A week ago today, the Annual Meeting of the Massachusetts Fruit Growers' Association (MFGA) and UMass Extension Winter Tree Fruit Education Program was held at the UMass Cold Spring Orchard in Belchertown, MA. Over 100 members of MFGA, interested fruit growers, industry personnel, and Extension/University personnel attended on a cold, but bright, winter day.

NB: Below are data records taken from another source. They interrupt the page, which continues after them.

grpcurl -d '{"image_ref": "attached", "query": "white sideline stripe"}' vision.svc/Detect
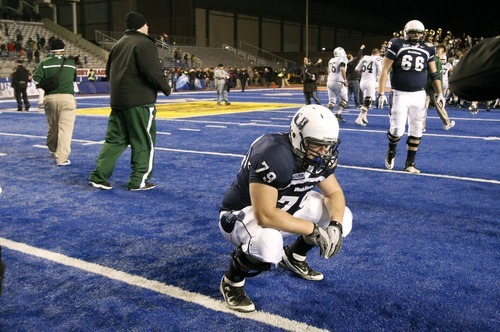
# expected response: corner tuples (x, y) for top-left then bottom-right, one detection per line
(337, 165), (500, 184)
(179, 128), (201, 131)
(155, 147), (245, 158)
(0, 237), (326, 331)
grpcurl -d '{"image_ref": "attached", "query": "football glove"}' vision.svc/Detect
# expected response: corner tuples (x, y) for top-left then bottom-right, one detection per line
(325, 221), (342, 258)
(377, 93), (387, 109)
(436, 93), (446, 108)
(306, 224), (332, 258)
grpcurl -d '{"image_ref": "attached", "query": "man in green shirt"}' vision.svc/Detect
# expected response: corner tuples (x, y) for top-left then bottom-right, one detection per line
(89, 12), (170, 191)
(33, 39), (76, 166)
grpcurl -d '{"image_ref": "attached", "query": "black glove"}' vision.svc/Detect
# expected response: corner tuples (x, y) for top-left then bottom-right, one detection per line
(377, 93), (387, 109)
(306, 224), (332, 258)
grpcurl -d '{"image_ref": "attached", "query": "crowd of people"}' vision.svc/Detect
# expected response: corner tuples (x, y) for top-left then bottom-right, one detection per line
(0, 12), (498, 312)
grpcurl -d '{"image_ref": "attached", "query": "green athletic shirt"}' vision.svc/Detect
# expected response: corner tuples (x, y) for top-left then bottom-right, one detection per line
(33, 55), (76, 95)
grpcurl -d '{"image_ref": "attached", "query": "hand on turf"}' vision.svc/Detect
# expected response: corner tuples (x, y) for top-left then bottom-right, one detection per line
(38, 99), (45, 110)
(436, 93), (446, 108)
(325, 221), (342, 258)
(307, 224), (332, 258)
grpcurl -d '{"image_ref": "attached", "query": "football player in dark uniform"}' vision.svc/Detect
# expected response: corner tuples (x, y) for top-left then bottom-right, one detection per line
(219, 105), (352, 312)
(378, 20), (445, 173)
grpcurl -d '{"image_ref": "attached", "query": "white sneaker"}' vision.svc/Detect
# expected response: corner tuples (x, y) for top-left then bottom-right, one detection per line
(443, 121), (455, 130)
(404, 164), (420, 174)
(363, 113), (368, 125)
(354, 115), (366, 127)
(57, 159), (71, 166)
(385, 151), (396, 170)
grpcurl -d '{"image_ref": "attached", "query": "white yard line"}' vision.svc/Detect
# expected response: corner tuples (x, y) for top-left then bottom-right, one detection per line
(0, 237), (325, 331)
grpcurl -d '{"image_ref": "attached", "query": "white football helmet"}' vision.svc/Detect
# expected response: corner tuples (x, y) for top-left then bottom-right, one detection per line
(403, 20), (425, 44)
(290, 105), (340, 174)
(333, 47), (346, 57)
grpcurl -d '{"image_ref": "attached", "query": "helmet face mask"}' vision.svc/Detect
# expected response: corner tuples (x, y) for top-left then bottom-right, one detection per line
(290, 105), (340, 174)
(404, 20), (425, 44)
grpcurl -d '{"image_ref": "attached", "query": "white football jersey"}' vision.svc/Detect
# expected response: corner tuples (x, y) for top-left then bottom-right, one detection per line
(355, 55), (382, 82)
(441, 62), (453, 89)
(328, 57), (348, 82)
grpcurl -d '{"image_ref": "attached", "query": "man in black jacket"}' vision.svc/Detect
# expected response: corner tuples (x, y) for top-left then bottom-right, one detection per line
(11, 60), (31, 112)
(89, 12), (170, 190)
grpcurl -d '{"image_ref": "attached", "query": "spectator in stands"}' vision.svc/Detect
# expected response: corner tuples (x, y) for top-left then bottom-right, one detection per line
(26, 48), (33, 64)
(33, 39), (76, 166)
(206, 68), (215, 91)
(0, 246), (7, 296)
(238, 68), (249, 92)
(7, 39), (16, 60)
(33, 49), (40, 65)
(0, 43), (9, 61)
(161, 32), (170, 45)
(16, 28), (24, 45)
(214, 63), (231, 106)
(14, 41), (24, 58)
(190, 54), (196, 68)
(346, 45), (365, 108)
(196, 67), (207, 87)
(187, 68), (196, 90)
(74, 55), (82, 67)
(303, 57), (322, 105)
(88, 12), (171, 191)
(38, 36), (47, 52)
(174, 47), (181, 67)
(11, 60), (31, 112)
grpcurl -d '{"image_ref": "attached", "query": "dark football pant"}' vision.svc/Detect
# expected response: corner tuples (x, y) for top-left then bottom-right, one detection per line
(89, 105), (156, 189)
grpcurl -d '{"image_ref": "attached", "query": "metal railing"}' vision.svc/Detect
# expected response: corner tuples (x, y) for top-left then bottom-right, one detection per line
(238, 41), (297, 68)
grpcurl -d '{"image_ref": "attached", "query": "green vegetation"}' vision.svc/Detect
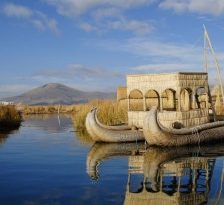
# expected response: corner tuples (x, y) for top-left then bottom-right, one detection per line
(0, 105), (22, 129)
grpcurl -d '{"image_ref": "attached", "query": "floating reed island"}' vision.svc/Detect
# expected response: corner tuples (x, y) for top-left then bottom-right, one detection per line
(0, 105), (22, 130)
(85, 72), (224, 146)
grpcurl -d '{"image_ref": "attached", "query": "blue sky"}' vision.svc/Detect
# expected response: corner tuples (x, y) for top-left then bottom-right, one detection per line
(0, 0), (224, 97)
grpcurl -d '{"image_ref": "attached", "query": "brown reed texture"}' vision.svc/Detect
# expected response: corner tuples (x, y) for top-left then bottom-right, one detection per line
(0, 105), (22, 129)
(73, 100), (128, 132)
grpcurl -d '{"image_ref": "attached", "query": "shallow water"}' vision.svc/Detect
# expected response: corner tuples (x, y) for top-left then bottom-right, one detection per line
(0, 115), (224, 205)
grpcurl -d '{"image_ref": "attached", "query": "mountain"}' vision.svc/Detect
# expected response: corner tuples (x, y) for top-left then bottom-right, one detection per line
(2, 83), (115, 105)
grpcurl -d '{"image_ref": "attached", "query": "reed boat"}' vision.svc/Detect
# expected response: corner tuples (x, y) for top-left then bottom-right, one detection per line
(86, 26), (224, 146)
(143, 107), (224, 146)
(86, 108), (145, 142)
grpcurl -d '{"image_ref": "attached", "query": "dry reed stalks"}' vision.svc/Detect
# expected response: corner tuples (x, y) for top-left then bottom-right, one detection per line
(0, 105), (22, 129)
(73, 100), (127, 132)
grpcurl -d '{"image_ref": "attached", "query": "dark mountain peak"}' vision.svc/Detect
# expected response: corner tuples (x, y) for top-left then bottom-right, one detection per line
(3, 83), (115, 105)
(41, 83), (63, 88)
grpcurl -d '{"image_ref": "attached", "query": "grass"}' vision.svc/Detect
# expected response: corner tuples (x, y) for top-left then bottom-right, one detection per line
(0, 105), (22, 129)
(73, 100), (128, 132)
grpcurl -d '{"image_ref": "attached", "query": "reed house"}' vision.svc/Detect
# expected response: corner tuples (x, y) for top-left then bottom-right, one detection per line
(127, 72), (209, 128)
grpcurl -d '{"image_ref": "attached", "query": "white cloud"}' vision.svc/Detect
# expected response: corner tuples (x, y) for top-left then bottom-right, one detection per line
(45, 0), (154, 16)
(159, 0), (224, 15)
(131, 63), (198, 73)
(108, 18), (153, 35)
(3, 3), (33, 18)
(117, 38), (202, 63)
(2, 3), (59, 33)
(80, 22), (98, 32)
(93, 7), (122, 20)
(0, 84), (31, 99)
(34, 64), (122, 79)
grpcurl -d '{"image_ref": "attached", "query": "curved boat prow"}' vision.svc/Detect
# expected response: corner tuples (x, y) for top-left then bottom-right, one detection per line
(143, 107), (224, 146)
(86, 108), (145, 142)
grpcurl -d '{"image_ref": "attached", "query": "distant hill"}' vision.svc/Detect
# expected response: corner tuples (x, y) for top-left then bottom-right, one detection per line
(1, 83), (115, 105)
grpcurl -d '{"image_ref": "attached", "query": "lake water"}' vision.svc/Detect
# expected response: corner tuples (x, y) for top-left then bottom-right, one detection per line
(0, 115), (224, 205)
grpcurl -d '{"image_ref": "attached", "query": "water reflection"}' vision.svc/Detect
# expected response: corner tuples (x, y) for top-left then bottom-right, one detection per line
(0, 128), (19, 145)
(24, 114), (71, 133)
(87, 143), (224, 205)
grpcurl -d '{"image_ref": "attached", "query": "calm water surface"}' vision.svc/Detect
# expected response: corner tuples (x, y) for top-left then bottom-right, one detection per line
(0, 115), (224, 205)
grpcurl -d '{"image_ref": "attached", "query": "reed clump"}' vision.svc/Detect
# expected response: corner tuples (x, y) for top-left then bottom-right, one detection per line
(73, 100), (128, 132)
(0, 105), (22, 129)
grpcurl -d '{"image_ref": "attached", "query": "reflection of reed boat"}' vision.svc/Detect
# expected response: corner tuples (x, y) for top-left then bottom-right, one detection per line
(86, 26), (224, 146)
(86, 143), (144, 179)
(124, 145), (220, 205)
(87, 143), (224, 205)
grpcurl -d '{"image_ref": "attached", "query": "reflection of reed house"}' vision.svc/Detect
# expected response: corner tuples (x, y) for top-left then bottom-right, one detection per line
(117, 73), (209, 128)
(0, 101), (14, 105)
(124, 156), (214, 205)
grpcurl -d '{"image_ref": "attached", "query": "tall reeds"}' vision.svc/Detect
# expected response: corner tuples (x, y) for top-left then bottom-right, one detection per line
(0, 105), (22, 129)
(73, 100), (128, 132)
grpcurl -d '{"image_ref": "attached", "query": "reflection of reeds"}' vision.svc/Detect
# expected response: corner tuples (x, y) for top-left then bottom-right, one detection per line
(23, 105), (75, 115)
(73, 100), (127, 131)
(0, 105), (22, 129)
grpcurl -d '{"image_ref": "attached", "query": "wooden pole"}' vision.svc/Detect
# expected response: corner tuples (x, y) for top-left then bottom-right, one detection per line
(203, 25), (224, 103)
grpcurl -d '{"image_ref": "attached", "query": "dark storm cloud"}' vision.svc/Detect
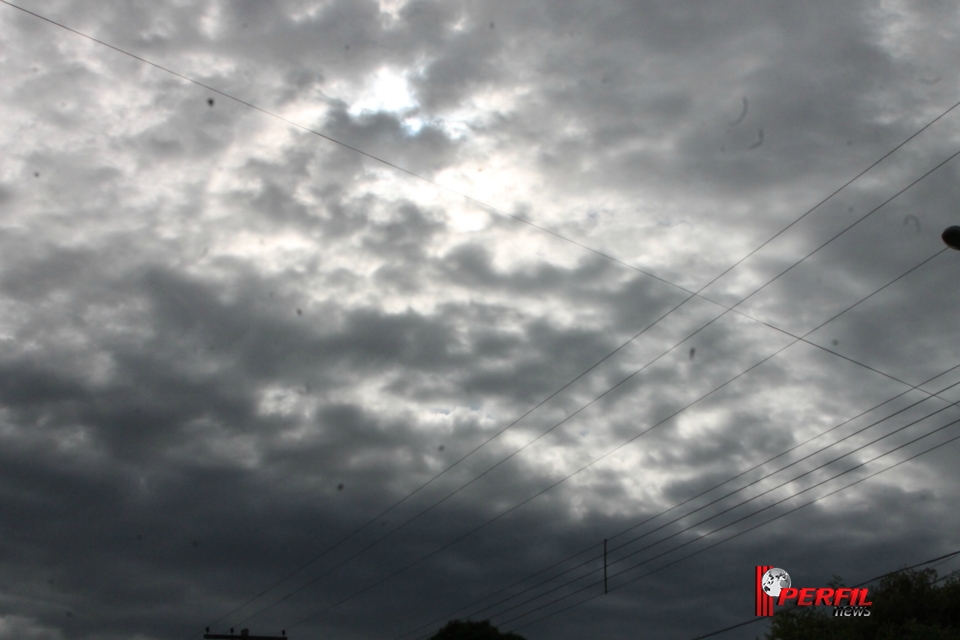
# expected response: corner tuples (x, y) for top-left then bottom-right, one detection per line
(0, 0), (960, 640)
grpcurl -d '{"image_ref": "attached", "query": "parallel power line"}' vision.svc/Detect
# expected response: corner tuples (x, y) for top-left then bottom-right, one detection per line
(278, 242), (960, 629)
(499, 419), (960, 631)
(7, 0), (960, 636)
(393, 364), (960, 640)
(232, 96), (960, 626)
(474, 382), (960, 622)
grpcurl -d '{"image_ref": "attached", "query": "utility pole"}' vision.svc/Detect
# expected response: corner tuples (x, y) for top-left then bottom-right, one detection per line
(203, 627), (287, 640)
(603, 538), (607, 595)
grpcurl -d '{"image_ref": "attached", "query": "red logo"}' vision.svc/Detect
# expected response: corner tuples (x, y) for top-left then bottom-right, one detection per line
(754, 566), (873, 617)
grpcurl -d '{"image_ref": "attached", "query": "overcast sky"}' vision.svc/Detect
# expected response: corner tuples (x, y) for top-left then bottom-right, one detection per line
(0, 0), (960, 640)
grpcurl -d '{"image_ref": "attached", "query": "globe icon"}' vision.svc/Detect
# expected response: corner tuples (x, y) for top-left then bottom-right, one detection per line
(760, 569), (790, 598)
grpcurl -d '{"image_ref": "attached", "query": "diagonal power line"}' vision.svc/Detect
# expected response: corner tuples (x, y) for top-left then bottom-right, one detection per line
(280, 242), (960, 629)
(484, 382), (960, 632)
(500, 418), (960, 631)
(236, 102), (960, 628)
(394, 365), (960, 640)
(7, 0), (960, 636)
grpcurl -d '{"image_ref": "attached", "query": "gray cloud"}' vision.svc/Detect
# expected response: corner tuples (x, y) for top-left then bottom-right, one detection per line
(0, 0), (960, 640)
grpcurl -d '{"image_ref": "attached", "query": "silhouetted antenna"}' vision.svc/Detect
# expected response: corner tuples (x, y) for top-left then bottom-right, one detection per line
(603, 538), (607, 595)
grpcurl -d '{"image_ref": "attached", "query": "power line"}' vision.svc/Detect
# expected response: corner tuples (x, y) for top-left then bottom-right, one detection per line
(241, 139), (960, 627)
(280, 244), (960, 629)
(495, 382), (960, 620)
(9, 0), (960, 632)
(414, 365), (960, 640)
(500, 419), (960, 637)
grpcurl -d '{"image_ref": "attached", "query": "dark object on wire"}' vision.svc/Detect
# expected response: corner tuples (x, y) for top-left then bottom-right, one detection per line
(940, 225), (960, 251)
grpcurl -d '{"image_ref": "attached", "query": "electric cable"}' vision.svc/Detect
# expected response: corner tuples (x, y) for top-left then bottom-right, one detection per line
(499, 419), (960, 631)
(426, 367), (960, 640)
(280, 244), (960, 629)
(234, 138), (960, 624)
(0, 5), (960, 636)
(484, 382), (960, 628)
(393, 364), (960, 640)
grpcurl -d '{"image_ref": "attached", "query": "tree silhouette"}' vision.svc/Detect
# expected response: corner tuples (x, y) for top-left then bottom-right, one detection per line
(430, 620), (526, 640)
(767, 569), (960, 640)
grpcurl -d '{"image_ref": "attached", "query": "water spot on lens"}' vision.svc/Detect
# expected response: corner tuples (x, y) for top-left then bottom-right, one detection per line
(903, 213), (920, 233)
(730, 96), (750, 127)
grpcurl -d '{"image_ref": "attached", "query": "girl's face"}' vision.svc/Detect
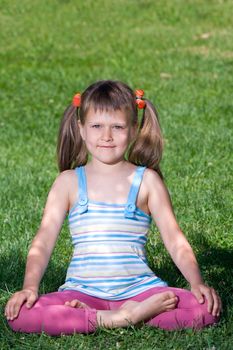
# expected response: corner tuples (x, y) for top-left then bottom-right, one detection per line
(79, 108), (137, 164)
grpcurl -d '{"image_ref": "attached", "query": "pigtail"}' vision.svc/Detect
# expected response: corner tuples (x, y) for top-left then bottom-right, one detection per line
(128, 99), (163, 178)
(57, 105), (88, 172)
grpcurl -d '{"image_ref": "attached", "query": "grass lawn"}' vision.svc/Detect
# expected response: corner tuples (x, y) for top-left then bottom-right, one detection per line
(0, 0), (233, 350)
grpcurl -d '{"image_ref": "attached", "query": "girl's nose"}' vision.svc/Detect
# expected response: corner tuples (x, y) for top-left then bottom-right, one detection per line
(101, 128), (112, 141)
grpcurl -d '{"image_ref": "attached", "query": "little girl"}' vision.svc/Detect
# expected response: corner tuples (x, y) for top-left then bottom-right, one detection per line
(5, 80), (221, 335)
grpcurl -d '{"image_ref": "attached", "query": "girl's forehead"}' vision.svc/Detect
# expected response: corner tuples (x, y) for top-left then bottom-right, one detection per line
(85, 107), (130, 123)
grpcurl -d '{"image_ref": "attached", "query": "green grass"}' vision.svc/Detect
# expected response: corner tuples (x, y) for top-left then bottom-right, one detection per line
(0, 0), (233, 350)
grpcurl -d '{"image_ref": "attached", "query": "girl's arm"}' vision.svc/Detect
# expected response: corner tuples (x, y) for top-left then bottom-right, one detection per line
(5, 172), (69, 320)
(145, 170), (221, 316)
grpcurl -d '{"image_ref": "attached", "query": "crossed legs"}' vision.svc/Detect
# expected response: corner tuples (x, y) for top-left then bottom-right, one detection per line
(9, 287), (217, 335)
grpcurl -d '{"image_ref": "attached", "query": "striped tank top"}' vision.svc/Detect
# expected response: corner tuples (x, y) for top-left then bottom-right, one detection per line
(59, 167), (167, 300)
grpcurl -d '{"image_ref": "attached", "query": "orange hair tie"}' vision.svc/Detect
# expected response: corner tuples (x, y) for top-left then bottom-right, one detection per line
(72, 92), (81, 107)
(135, 89), (146, 109)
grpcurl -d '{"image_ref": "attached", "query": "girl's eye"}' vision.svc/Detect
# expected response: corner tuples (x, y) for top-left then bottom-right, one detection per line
(114, 125), (124, 130)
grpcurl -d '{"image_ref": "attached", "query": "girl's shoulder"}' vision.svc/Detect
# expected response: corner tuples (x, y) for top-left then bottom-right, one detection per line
(54, 169), (77, 190)
(143, 168), (163, 187)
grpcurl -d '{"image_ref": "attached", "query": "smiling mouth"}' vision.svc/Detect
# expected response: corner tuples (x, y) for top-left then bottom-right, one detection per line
(98, 146), (115, 148)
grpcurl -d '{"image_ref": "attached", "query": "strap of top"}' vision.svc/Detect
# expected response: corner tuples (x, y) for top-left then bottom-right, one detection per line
(75, 166), (88, 214)
(125, 166), (146, 218)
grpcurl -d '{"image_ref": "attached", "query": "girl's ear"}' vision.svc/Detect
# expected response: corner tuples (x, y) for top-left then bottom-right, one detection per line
(78, 120), (85, 141)
(130, 124), (138, 142)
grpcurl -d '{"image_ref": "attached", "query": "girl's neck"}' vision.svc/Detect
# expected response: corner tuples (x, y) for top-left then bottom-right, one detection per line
(86, 159), (130, 175)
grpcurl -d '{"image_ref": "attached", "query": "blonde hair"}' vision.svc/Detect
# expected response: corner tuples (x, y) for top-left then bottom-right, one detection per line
(57, 80), (163, 177)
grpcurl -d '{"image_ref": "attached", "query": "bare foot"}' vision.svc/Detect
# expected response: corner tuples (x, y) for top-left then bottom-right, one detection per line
(120, 291), (178, 324)
(65, 299), (90, 309)
(97, 292), (178, 328)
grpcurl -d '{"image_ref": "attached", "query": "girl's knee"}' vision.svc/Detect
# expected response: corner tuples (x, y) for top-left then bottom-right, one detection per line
(8, 305), (40, 333)
(192, 300), (219, 329)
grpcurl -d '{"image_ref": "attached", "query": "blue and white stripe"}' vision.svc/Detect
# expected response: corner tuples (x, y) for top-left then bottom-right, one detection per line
(59, 167), (167, 300)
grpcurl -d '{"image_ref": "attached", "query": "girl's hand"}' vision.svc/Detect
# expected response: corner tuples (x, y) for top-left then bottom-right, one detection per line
(5, 289), (38, 321)
(191, 284), (222, 316)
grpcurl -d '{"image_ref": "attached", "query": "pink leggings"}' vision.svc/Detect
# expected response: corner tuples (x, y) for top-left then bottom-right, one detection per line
(9, 287), (218, 335)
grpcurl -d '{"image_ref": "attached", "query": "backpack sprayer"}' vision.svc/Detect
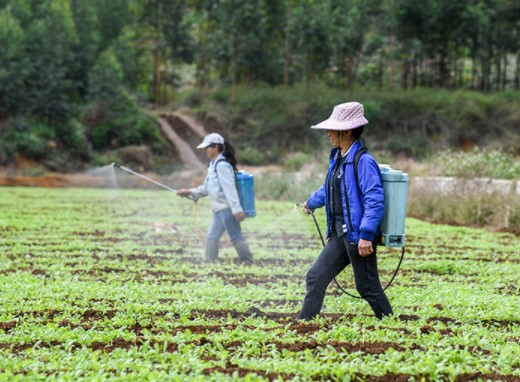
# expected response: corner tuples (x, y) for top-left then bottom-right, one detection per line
(297, 165), (408, 298)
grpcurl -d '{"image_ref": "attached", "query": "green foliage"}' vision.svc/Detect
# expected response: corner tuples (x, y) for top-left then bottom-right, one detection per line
(0, 188), (520, 381)
(435, 148), (520, 179)
(27, 0), (78, 120)
(88, 49), (125, 107)
(0, 9), (28, 116)
(283, 151), (313, 171)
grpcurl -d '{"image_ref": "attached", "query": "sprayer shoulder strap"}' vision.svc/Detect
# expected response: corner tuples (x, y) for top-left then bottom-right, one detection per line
(354, 147), (368, 187)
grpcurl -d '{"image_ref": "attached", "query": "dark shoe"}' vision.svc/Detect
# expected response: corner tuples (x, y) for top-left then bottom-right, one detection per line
(234, 240), (253, 265)
(205, 239), (218, 263)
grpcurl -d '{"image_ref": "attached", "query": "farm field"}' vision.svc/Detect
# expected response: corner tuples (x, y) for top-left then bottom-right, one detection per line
(0, 188), (520, 381)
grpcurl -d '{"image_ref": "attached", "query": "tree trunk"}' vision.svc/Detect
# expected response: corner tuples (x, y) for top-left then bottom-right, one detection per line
(347, 54), (359, 94)
(153, 47), (161, 103)
(495, 47), (502, 90)
(412, 59), (417, 89)
(401, 57), (410, 90)
(283, 0), (291, 86)
(515, 47), (520, 90)
(196, 14), (209, 89)
(231, 43), (238, 106)
(502, 50), (507, 90)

Highlighting the Education Program was Dr. Terence Robinson of New York's Cornell/Geneva Agricultural Experiment Station. Robinson is a worldwide authority on intensive apple production systems and crop load management. Hence, he gave two excellent talks in the morning -- one on the tall-spindle apple production system, and one on new technology being developed to better manage apple crop load with chemical thinners. In the afternoon, however, was the real treat, a trip out into the UMass Orchard to demonstrate pruning of mostly young super-spindle, tall-spindle, and vertical-axis apple trees by Robinson. In a nutshell, he espoused 4 rules for annual pruning tall-spindle (or other intensely planted) apple trees:
- limit tree height to 0.9 times row width
- remove 2 to 3 of the largest branches on the tree
- "columnarize" all remaining branches
- on 'Gala' in particular, cut pendant or weak branches back to pencil-size wood
We were extremely fortunate to have Robinson give the pruning demo, and all in attendance gained significant pruning and production savvy during the daylong Program.